Once a hundred-towns-strong, let’s increase, until we have our people in fourteen thousand cities, towns and villages, all about the same business of keeping the peace and the faith, connected to each other in mutual bonds of charity and prayer. To intentionally incarnate Catholic Social Teaching is an end in itself; and to put workers in fourteen thousand vineyards needs no justification. But lest my meaning be confused, let me clarify. This is not to neglect or dismiss the importance or reality of national politics and its associated elections. This is political realism. To begin by trying to do politics at the national level is to ensure that one will never be called upon to do politics; to think primarily in terms of national elections is a safety net that ensures that Catholics will never be granted political authority, along with its duties. No one different wins a national election. Becoming liberal is a prerequisite to attaining to real power within fundamentally liberal institutions, from the Supreme Court to the White House. The only Catholics that take political authority in D.C. do so by assuring the public that the Church matters to them as a personal conviction and a private club. This is not the case locally — or at least not as often. Neighbors do not tend to demand oaths of fealty to the philosophy of liberalism.

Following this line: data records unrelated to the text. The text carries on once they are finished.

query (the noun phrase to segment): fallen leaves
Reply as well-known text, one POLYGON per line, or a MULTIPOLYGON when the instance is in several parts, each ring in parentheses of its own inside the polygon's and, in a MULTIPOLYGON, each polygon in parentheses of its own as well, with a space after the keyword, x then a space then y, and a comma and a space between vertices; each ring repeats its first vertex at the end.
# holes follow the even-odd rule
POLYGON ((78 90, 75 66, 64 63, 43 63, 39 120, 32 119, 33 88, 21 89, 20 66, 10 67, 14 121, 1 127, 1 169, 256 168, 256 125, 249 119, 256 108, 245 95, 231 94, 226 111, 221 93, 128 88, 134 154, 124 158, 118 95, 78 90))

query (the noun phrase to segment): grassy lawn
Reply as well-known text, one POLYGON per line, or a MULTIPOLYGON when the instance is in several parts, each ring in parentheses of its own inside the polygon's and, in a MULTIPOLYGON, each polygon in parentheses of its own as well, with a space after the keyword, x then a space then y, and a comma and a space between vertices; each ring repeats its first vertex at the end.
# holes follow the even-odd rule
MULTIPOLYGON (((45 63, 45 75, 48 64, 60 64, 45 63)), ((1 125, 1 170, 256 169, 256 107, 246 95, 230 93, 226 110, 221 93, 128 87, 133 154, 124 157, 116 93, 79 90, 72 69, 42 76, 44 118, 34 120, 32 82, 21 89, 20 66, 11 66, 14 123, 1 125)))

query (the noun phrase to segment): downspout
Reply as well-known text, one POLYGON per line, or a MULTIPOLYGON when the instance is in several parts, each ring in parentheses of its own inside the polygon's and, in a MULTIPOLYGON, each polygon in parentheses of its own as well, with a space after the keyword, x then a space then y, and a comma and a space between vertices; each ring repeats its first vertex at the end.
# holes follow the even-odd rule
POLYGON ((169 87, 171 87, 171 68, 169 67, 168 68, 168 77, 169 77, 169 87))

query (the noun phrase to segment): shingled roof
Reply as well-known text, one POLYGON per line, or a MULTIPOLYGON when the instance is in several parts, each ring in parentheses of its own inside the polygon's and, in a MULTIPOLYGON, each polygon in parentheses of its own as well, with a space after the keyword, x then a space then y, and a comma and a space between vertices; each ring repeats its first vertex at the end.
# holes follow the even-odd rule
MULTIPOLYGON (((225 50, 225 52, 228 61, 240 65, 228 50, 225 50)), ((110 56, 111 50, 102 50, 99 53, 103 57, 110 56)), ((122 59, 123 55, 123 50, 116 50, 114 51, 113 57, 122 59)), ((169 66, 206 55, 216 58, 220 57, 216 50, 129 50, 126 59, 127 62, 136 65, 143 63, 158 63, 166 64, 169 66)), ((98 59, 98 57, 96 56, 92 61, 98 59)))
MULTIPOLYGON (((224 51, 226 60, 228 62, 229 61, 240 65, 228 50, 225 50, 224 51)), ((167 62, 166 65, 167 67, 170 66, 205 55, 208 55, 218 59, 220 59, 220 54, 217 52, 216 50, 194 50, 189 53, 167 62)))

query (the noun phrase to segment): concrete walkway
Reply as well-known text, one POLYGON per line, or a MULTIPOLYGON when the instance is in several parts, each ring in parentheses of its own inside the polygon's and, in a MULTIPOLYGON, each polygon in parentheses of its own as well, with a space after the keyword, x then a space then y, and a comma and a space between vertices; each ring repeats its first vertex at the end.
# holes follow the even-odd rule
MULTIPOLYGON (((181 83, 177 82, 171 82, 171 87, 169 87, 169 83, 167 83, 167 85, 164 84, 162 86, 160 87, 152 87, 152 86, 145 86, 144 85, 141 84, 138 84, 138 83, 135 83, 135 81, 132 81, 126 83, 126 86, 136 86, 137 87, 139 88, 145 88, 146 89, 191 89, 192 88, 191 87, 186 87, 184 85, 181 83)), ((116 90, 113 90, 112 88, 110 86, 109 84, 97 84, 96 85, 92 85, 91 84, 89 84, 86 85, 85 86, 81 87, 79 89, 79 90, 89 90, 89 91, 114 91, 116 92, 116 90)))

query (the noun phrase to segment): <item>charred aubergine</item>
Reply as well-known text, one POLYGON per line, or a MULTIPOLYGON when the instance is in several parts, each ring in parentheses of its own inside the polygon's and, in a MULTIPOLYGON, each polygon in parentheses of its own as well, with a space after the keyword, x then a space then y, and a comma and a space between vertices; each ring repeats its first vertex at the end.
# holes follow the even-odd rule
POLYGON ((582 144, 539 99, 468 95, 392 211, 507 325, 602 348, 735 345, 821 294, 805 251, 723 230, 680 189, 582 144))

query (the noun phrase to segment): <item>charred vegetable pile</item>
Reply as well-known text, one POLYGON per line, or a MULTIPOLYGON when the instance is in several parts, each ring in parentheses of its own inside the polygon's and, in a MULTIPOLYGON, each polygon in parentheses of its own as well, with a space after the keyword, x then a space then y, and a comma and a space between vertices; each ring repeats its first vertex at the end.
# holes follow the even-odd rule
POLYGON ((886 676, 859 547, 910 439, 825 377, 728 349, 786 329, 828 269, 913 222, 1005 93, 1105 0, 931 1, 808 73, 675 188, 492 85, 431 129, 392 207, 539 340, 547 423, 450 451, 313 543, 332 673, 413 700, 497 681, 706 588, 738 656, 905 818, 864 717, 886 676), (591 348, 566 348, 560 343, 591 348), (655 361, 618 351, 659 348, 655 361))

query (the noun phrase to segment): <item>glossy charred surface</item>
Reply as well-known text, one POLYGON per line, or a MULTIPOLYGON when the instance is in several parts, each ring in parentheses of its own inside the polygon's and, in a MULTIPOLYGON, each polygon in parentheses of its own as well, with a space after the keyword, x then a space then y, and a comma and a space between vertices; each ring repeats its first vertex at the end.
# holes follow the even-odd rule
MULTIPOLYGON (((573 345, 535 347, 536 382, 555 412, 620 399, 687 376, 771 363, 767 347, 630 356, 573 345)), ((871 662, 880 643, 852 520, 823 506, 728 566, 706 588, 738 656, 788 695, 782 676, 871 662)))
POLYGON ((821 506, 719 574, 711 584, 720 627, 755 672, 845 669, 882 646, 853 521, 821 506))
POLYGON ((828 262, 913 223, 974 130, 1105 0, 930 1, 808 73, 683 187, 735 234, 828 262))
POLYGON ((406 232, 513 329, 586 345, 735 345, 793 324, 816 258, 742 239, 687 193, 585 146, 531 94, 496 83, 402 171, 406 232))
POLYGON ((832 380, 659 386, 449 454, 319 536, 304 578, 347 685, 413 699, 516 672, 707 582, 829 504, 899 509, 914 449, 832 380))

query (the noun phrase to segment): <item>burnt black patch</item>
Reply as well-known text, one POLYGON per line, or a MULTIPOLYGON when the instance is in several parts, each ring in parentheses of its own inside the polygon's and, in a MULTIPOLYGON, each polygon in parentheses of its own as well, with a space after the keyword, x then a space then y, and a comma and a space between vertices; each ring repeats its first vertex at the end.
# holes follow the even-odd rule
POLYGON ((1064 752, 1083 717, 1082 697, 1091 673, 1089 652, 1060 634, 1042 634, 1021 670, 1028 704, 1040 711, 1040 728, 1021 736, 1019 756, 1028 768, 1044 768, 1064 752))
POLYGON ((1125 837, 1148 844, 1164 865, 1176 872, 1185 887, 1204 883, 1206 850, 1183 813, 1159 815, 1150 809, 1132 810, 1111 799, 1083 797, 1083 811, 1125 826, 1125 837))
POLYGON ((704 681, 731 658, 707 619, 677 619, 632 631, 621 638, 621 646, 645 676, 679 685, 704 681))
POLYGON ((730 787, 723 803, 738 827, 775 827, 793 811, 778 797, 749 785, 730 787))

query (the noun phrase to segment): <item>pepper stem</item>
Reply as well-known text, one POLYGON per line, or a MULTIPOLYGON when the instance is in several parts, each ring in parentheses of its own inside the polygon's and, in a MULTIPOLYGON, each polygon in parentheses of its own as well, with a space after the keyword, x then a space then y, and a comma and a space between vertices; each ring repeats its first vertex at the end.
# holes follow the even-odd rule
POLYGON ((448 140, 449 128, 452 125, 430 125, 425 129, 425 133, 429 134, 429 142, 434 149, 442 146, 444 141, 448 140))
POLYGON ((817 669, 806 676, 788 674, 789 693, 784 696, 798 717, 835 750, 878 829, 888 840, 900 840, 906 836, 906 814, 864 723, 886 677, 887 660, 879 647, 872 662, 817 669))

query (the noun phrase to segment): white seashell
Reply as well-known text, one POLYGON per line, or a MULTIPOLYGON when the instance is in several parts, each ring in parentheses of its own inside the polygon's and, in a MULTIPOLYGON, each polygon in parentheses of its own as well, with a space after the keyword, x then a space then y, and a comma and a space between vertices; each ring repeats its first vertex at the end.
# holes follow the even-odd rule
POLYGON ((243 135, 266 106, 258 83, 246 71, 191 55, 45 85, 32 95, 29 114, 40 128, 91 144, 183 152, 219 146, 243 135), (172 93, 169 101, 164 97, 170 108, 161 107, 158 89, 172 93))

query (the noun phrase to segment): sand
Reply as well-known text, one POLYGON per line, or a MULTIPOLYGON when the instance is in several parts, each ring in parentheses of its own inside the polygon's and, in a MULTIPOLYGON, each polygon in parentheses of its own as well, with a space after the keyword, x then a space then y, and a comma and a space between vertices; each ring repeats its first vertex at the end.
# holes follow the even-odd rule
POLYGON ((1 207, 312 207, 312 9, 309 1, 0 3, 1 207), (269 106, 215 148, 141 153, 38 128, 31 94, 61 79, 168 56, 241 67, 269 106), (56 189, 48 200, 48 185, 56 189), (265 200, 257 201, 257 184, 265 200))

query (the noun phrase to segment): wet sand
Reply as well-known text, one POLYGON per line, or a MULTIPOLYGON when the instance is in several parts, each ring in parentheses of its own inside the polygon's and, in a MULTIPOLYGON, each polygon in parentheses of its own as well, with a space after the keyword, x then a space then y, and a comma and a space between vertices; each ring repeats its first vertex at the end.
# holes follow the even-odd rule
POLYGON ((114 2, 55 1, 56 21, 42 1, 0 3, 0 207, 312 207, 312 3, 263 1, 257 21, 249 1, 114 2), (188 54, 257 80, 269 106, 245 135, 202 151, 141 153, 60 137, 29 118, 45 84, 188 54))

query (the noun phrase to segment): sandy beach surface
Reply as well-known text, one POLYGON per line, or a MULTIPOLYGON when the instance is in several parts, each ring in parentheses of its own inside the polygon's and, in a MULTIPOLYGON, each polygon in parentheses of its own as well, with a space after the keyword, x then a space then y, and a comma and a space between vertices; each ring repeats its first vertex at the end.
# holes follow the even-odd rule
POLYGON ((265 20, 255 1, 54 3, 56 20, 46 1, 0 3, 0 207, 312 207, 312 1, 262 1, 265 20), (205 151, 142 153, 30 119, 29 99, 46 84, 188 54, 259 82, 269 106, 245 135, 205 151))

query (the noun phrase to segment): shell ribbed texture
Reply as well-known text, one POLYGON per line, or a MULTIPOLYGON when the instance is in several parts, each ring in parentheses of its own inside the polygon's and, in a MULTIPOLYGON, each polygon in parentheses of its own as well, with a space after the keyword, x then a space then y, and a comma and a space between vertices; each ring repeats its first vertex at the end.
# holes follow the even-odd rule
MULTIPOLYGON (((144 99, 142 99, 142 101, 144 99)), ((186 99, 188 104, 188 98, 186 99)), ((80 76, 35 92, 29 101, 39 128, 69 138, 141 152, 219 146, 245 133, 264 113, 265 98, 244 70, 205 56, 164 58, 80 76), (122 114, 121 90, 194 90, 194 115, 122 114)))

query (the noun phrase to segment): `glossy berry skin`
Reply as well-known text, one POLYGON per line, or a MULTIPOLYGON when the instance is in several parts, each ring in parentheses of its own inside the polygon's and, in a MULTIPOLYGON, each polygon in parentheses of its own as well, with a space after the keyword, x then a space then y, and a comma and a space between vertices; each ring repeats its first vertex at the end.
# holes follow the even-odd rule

Local questions involve real goods and your ability to secure them; real evils and your ability to defend against them; if you do so to usher in the social kingship of Christ your neighbors will, at worse, view you as a useful nut and at best, convert and understand the spiritual power of the Church as a better source of peace than the violence of liberalism.          

Turning to local politics makes Catholic politics real, and in two ways: by actually risking victory, and so becoming responsible to lead a community into greater virtue, and by creating the necessary condition for Catholics to ever win national elections as Catholics — rather than as liberals for whom the Catholic faith has been relativized into a pleasant, private conviction.

For I know of no other way than the way of hard work; of no other start than to start small; of no haul but the long haul; and no way to take Washington D.C. than to muster new politicians outside of that particular swamp, and on the basis of different principles than those D.C. requires. At fourteen thousand towns strong, we could start a new party, produce a new candidate — having already produced a broad coalition and borne political fruit where we live.

Let us change our environment, turning from the shame of the presidential debates to our immediate, profound duty to lead others to virtue and fulfill our natures as social, political animals in the pursuit of the common good; not casting off this duty onto a national victory that never materializes, but taking up the offices that we can enter with real, immediate efficacy. When you do it, let us know.